Some patients may quit long-term Rxs after hospital discharge

August 31, 2011

Patients discharged from the hospital are at increased risk of not continuing their long-term medications for chronic diseases, and ICU admission appears to expand this risk, according a recent study published August 24 in the Journal of the American Medical Association.

Patients discharged from the hospital are at an elevated risk of not continuing their long-term medications for chronic diseases, and ICU admission appears to further increase this risk, according a recent study published August 24 in the Journal of the American Medical Association. Downstream effects of the unintentional discontinuation of some medications may include an increased adjusted risk of emergency department visit, hospitalization, or death, the study indicated.

To evaluate rates that patients unintentionally discontinued their medications on discharge from an acute care hospital or ICU admission, researchers used administrative records from 1997 to 2009 of all hospitalizations and outpatient prescriptions in Ontario, Canada, to select a cohort of patients aged 66 years and older with continuous use of at least 1 of 5 evidence-based medication groups prescribed for long-term use: (1) statins, (2) antiplatelet/anticoagulant agents, (3) levothyroxine, (4) respiratory inhalers, and (5) gastric acid-suppressing drugs. Researchers selected these medication groups because their discontinuation has been associated with adverse events.

The population-based study included 396,380 patients for whom rates of medication discontinuation were compared across 3 groups: patients admitted to the ICU (16,474), patients hospitalized without ICU admission (171,438), and nonhospitalized patients (208,468 controls).
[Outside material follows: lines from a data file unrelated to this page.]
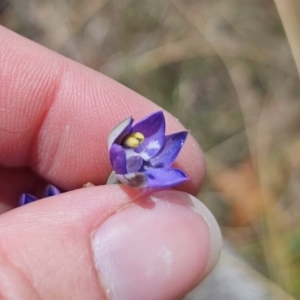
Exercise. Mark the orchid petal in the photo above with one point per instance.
(26, 198)
(118, 159)
(119, 132)
(51, 190)
(134, 163)
(153, 129)
(165, 177)
(173, 144)
(133, 179)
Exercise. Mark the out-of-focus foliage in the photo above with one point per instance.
(225, 69)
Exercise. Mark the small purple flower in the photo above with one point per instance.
(142, 155)
(26, 198)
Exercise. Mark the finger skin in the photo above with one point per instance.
(45, 247)
(56, 115)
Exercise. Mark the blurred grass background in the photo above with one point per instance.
(229, 70)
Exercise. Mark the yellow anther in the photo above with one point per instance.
(133, 140)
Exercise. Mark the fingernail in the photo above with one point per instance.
(156, 248)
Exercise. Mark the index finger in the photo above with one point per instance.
(56, 115)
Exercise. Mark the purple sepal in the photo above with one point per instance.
(133, 179)
(148, 164)
(153, 129)
(51, 190)
(173, 145)
(26, 198)
(134, 164)
(118, 159)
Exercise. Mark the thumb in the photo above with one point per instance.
(107, 242)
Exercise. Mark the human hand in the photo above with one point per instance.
(55, 116)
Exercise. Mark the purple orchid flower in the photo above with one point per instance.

The primary outcome was defined as no prescription renewal in the Ontario Drug Benefits database 90 days after the index date.

Patients admitted to the hospital (n=187,912) were more likely than controls to experience possibly unintentional discontinuation of medications across all 5 medication groups. Admission to an ICU was associated with an additional risk of medication discontinuation in 4 of 5 medication groups compared to hospitalizations without an ICU admission. The highest rate of medication discontinuation occurred in the antiplatelet or anticoagulant agent group (n=5,564; 19.4%). The respiratory inhaler group had the lowest rate of medication discontinuation (n=231; 4.5%). Of the patients who discontinued medication, 5.4% were in the ICU admission group (n=20) compared with 3% in the control group (n=79).

Following analysis of the primary outcome at 90 days, patients were followed from day 91 through day 365 to assess secondary outcomes, which included death, emergency department visit, and emergent hospitalization. Compared to patients who had continuous prescriptions, researchers found that patients who discontinued prescribed statins had a higher risk of these adverse events (AOR, 1.07; 95% CI, 1.03-1.11), as did patients who discontinued antiplatelet or anticoagulant medications (AOR, 1.10; 95% CI, 1.03-1.16).

“Our present findings have broad implications in that they identify an elevated risk for medication discontinuation across all tested medication groups and all areas of the hospital,” the authors wrote. “These findings emphasize the importance of a systematic approach to transitions in healthcare to ensure medication continuity. In this way, success in the management of hospitalized patients can translate into success in the management of community patients,” the authors concluded.